Darlene put the cage on the bar and uncovered a huge, scrofulous rose cockatoo that looked, like a used car, as if it had passed through the hands of many owners. The bird’s crest dipped, and it cried horribly, “Awwk.”

“Okay, get it out, Darlene. You go back to your stool starting tonight.”

“Aw, Lana,” Darlene moaned. “Whatsa matter? We been doing good in rehearsal. Just wait’ll we iron out the kinks. This act is gonna be a boffo smash.”

“To tell you the truth, Darlene, I’m afraid of you and that bird.”
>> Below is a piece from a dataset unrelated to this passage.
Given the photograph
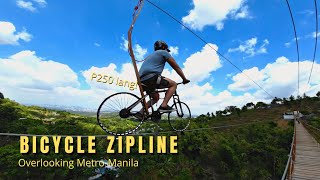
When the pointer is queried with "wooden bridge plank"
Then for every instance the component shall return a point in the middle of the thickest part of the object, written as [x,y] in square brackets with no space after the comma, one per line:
[307,161]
“Look, Lana.” Darlene took off her pea jacket and showed the manager the tiny rings attached to the side of her slacks and blouse with safety pins. “You see these things? That’s what’s gonna make the act smooth. I been practicing with it in my apartment. It’s a new angle. He grabs at those rings with his beak and rips my clothes off. I mean, these rings is just for rehearsal. When I get my costume made, the rings are gonna be sewed on top of a hook and eye so when he grabs, the costume pops open. I’m telling you, Lana. It’s gonna be a smash hit sensation.”
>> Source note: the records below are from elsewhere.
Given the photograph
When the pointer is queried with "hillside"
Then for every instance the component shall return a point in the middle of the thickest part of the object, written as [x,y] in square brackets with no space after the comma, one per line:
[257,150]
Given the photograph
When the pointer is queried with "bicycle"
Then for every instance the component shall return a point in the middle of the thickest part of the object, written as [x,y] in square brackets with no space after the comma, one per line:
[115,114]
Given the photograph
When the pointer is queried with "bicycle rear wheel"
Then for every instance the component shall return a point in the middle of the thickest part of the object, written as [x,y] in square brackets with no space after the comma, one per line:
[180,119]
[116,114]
“Listen, Darlene, it was safer when you just had that goddam thing flying around your head or whatever it did.”

“But now it’s gonna be a real part of the turn. It’s gonna pull…”

“Yeah, and it might pull your tits off. All I need in this place is a goddam accident and a ambulance to drive away my customers and ruin my investment. Or maybe this bird gets it in his head to fly out in the audience and pull out somebody’s eyes. No, to be frank, I don’t trust you and a bird, Darlene. Safety first.”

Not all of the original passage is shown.